RALEIGH, N.C. -

Increases in vehicles coming off leases. Better technology within the selling process. A more digital-first buyer. The need to manage residual risk.

It’s such phenomena as these that have led to what auto industry consultant Maryann Keller describes as “more sophisticated remarketing,” where data analysis, cost management and new sales avenues coalesce in scientific wholesale strategy.

In many ways, “remarketing has evolved,” as Keller put it during a presentation here last week at the inaugural Automotive Intelligence Summit.

Lease returns go upstream

Consider, for instance, how the influx of off-lease volumes has been managed over the past five years.

Citing data from RVI Analytics, Keller said that 28 percent of off-lease vehicles in 2013 were sold in upstream channels.  But last year, almost half went that route.

“Now, that’s a big change in terms of percentages, but when you look at it in terms of absolute volume, it’s pretty staggering,” she said.

Giving some rough numbers, Keller  — who is the principal of Maryann Keller & Associaties, a member of the Automotive Intelligence Council — said that five years ago, you’re talking about less than 2 million off-lease units, with around 500,000 being sold to dealers.

But with off-lease numbers approaching 4 million last year (Cox Automotive, in a recent analysis, put 2017 lease maturities at 3.5 million) and nearly half being sold upstream, Keller said the absolute volume of off-lease units being sold upstream in 2017 was more than three times as high than it was in 2013.

“The auto companies finally have taken these steps because they understand that in order to protect the value of the car and minimize the depreciation risk that they’ve already taken by subventing the lease in the first place, they have to have a more sophisticated remarketing structure that allows them to at least realize a better return on a car,” Keller said.

“It also allows them to keep the car where it is so they have no transportation costs, they have fewer fees, et cetera,” she said. “So by and large, they’re better off having done this proactively and in anticipation of the fact that they had so many off lease cars that they were going to have to be dealing with.”

Shift away from program cars

Keller, who spent more than a decade as a director with Dollar Thrifty Automotive Group before its sale to Hertz, said a similar retuning happened on the rental car side of remarketing.

During her time with DTAG, “at height of our remarketing efforts” before the sale to Hertz, Keller said that about half of their off-rental cars were sold directly to dealerships, and the team eventually learned the best approach to avoid cherry-picking by dealerships was to bundle, for example, 20 cars

Her time on the rental side also happened amid the shift away from program cars.

Until about 2007, she said, most of the rental business was in program cars, where automakers would buy back vehicles from the rental companies, meaning the OEM would take on the residual risk.

But when that shifted in 2008 — during a recession, unfortunately — and rental companies “had to actually learn how to remarket our cars successfully” and learn fleet management rapidly since they now owned vehicles and had to take on the residual risk.

‘More than a physical process’

Perhaps the most illuminating piece of insight from Keller was take on the evolution of remarketing vehicles from a process mostly dependent on physical factors to one that has a bit more science behind it.

“Back in the old days … remarketing was more of a physical process.

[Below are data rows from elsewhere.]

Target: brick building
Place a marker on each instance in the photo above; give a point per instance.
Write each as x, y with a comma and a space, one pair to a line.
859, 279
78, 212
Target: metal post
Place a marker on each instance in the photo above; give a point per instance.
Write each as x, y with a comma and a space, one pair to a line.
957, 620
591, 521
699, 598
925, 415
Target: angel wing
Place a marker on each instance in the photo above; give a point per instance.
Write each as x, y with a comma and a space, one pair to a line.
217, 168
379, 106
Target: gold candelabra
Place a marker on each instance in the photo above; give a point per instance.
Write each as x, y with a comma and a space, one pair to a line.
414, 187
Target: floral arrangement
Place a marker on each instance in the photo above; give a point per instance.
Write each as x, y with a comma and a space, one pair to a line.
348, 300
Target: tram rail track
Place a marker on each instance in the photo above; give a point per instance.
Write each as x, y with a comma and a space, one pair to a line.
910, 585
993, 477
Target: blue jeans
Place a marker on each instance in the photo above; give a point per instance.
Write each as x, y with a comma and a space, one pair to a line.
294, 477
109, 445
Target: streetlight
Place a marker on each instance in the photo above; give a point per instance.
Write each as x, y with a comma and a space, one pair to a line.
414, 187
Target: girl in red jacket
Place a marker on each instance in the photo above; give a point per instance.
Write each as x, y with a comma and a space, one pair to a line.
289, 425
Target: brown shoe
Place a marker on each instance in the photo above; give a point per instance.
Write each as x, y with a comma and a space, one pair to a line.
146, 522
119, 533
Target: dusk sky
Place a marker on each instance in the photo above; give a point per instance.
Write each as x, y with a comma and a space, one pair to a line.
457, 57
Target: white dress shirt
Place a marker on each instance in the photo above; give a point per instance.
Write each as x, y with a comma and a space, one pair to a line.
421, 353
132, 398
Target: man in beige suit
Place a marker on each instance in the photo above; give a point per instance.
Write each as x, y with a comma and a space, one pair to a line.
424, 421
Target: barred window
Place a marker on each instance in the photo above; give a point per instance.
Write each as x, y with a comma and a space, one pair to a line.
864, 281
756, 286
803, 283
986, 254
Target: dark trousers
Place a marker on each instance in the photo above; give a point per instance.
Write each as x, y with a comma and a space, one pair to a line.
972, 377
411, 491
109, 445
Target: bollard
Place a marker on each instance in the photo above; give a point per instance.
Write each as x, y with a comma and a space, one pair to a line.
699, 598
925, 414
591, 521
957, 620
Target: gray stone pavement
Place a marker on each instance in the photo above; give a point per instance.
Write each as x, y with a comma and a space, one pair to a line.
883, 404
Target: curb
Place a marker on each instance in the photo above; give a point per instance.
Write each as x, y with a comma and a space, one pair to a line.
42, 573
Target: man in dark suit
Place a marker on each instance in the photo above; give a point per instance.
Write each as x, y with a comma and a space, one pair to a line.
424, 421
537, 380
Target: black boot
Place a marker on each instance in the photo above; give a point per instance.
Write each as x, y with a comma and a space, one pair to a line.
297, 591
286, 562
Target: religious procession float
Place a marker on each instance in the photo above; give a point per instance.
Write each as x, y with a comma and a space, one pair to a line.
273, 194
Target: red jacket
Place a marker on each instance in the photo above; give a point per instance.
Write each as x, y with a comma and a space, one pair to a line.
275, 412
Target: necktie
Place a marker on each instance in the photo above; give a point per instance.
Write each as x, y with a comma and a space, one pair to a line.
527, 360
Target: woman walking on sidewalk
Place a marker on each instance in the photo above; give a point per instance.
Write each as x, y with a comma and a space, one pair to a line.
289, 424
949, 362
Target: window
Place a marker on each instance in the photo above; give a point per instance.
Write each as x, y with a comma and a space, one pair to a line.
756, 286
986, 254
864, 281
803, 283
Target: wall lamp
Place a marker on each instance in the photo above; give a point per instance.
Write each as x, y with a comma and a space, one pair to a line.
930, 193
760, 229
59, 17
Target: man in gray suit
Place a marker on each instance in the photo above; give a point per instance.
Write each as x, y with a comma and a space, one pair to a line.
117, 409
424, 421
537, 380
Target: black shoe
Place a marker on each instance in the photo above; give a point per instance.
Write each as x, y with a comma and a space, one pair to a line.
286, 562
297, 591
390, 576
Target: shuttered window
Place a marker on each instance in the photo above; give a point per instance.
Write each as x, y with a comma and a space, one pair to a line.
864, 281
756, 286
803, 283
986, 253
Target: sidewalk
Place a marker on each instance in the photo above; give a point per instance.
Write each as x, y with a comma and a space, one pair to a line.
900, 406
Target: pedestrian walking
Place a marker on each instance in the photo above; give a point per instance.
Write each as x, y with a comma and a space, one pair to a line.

There really wasn’t a lot of data or analysis that went into it. It was: the car was grounded, the car was marshaled, the car was sent to the auction, the car ran through the lane,” Keller said. “What happened at that point was a function of its condition, the weather, how many people were in the lane bidding. It was an entirely physical process.

“And so, it was somewhat hit-and-miss,” she said. “Clearly, supply and demand (and) a lot of other conditions influence the price, but it was thought of as a physical process.

“I think today, remarketing has evolved. It’s more than a physical process; it is a process by which you can improve the value at the end of your ownership. And people now understand that time is money, so getting that car sold fast is part of improving your overall return. Getting it in the right channel at the right time and under the right conditions.”

The digitization of the remarketing business has certainly added fuel to the fire and broadened the capabilities of remarketers in the last two decades.

There is also a “new generation of buyers who live their lives on their mobile devices” who are just fine buying cars online, Keller said.

Not to mention, there has also been an evolution in the technology that provides vehicle information — like the upgrades in photography and condition reports, Keller points out.

“So, all of these things have now converged to allow more and different channels — sometimes specific to a type of car, sometimes specific to a type of seller — to emerge quite successfully as alternatives to simply selling cars in a physical auction,” she said.

It’s no longer just about trying to get the highest price. But rather, the smallest cost, too, she said.

There are “an infinite number of options” starting to come available for remarketers, Keller said, citing examples in the rental market like rent-to-own or branded used-car sales where the remarketing, so to speak, is done via retail instead of wholesale.

But based on handfuls of presentations at the Auto Intel Summit that touched on emerging fleet management technology, alternative ownership, data science and more, the evolution may just be getting started.